Formal conclaves that permit evil regimes to gain concessions in exchange for promises they quickly break are one form of dangerous talk. Obama has been perfecting another type as well: the empty threat. "For the sake of the Syrian people, the time has come for President Assad to step aside," the president declared in 2011. Shockingly, the tyrant willing to murder more than 100,000 people and displace millions didn't immediately grab his coat and obey. Obama did nothing to back his words with actions (like arming the opposition, which was then not dominated by al Qaeda). Later he did something — he spoke more words. This time, it was Obama threatening that well, OK, Bashar Assad didn't have to go, but if he used chemical weapons, that would cross a "red line for me." (Talk about saber rattling.)

When Assad flamboyantly hopscotched over Obama's red line and received no response, the world rocked on its axis. Though the Obamaites couldn't see it, every small, peace-loving nation in the world was instantly made more vulnerable. Perhaps now, with Russian ships and tanks aiming at Ukraine, they are beginning to understand how international relations work. ("It's not some chessboard," the president asserted recently, displaying his continuing confusion.) No, the game isn't chess; it's more like boxing, where the winner is the stronger one.
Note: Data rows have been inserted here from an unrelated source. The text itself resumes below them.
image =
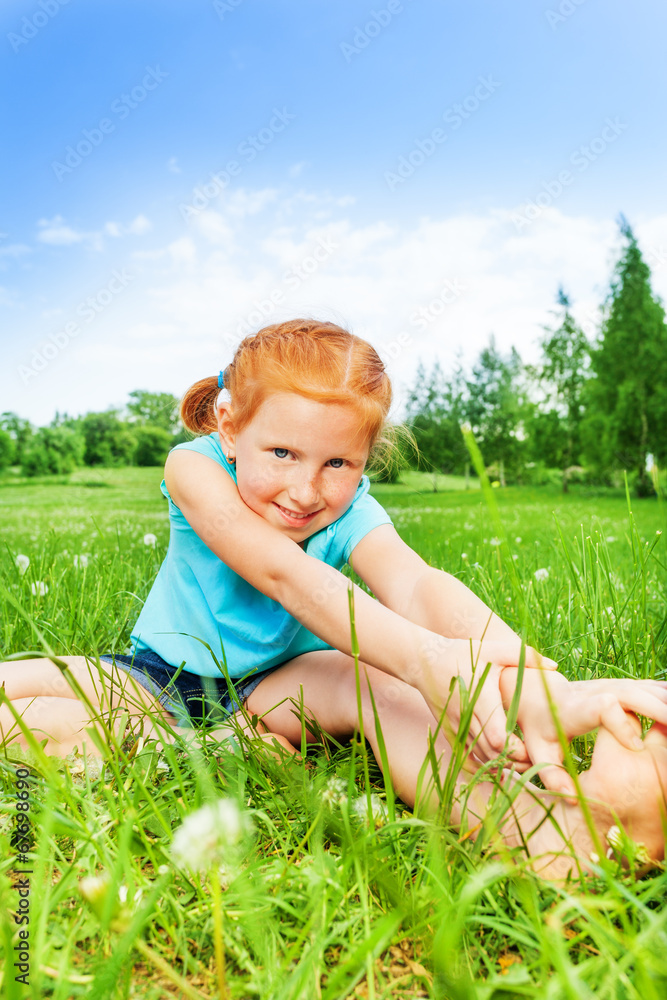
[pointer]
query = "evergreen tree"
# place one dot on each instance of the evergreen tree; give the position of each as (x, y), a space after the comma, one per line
(435, 411)
(494, 407)
(565, 359)
(159, 409)
(627, 409)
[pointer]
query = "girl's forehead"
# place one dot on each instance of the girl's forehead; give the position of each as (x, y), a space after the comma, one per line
(292, 406)
(288, 413)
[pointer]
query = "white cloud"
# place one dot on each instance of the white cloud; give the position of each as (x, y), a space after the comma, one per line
(296, 169)
(56, 232)
(139, 226)
(429, 289)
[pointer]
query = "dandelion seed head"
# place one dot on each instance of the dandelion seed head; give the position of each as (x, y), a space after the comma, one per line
(208, 835)
(335, 792)
(22, 563)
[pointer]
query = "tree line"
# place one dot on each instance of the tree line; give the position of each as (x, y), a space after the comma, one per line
(141, 434)
(586, 410)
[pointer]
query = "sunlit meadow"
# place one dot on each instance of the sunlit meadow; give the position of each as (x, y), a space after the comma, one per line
(211, 869)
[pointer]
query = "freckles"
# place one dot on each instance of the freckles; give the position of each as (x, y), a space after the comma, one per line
(338, 493)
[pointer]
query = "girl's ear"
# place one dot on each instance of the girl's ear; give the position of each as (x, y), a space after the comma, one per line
(226, 428)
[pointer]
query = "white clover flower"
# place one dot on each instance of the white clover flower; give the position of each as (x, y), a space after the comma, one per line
(122, 895)
(208, 835)
(22, 563)
(378, 810)
(615, 838)
(94, 889)
(335, 792)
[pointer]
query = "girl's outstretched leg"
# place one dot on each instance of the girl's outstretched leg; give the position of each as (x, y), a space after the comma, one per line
(51, 709)
(622, 786)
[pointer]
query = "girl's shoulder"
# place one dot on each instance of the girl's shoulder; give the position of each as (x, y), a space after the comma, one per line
(211, 446)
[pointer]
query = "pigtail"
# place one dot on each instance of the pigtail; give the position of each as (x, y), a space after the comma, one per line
(198, 406)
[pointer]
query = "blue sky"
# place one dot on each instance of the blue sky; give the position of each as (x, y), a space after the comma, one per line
(428, 173)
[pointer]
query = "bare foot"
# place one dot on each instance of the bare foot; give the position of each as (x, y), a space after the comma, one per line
(625, 793)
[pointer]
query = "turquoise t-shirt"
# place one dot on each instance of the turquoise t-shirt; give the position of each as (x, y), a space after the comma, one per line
(197, 599)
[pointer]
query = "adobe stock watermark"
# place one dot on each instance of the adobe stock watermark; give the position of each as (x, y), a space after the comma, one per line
(364, 34)
(581, 159)
(32, 24)
(121, 107)
(88, 310)
(565, 9)
(291, 280)
(247, 150)
(454, 117)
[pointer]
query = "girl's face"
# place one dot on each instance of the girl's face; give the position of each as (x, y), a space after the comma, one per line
(298, 462)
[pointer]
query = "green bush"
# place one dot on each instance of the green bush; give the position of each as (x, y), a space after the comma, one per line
(153, 444)
(52, 450)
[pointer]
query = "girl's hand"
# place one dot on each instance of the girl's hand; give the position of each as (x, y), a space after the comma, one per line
(581, 706)
(468, 659)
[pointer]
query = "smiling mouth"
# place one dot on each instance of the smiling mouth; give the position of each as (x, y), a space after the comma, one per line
(293, 515)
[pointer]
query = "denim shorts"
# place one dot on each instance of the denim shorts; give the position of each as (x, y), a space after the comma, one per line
(192, 699)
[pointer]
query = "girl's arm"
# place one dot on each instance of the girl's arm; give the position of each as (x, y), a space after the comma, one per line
(419, 592)
(317, 595)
The Ukraine crisis flows directly from the Syria debacle, as Vladimir Putin, like Assad, has taken Obama's measure. The left heaped scorn on George W. Bush for initially praising Putin, but Bush wised up fast. Obama, by contrast, has submitted passively as Putin put one thumb after another in his eye (Edward Snowden, Assad). Not only has Obama failed to respond vigorously, but he's permitted Putin to play peacemaker in Syria, supposedly presiding over Assad's surrender of chemical weapons. This would be regarded as too risible for fiction, as Russia is Assad's chief sponsor and arms supplier.

In January, the administration, so easily surprised by the world, announced that Syria was "dragging its feet" on removing chemical weapons stockpiles and that only an estimated 4 percent of its supply had been relinquished. "It is the Assad regime's responsibility to transport those chemicals to facilitate removal," said spokesman Jay Carney. "We expect them to meet their obligation to do so."

Weakness invites aggression. Prepare for more.

MONA CHAREN, a Washington Examiner columnist, is nationally syndicated by Creators Syndicate.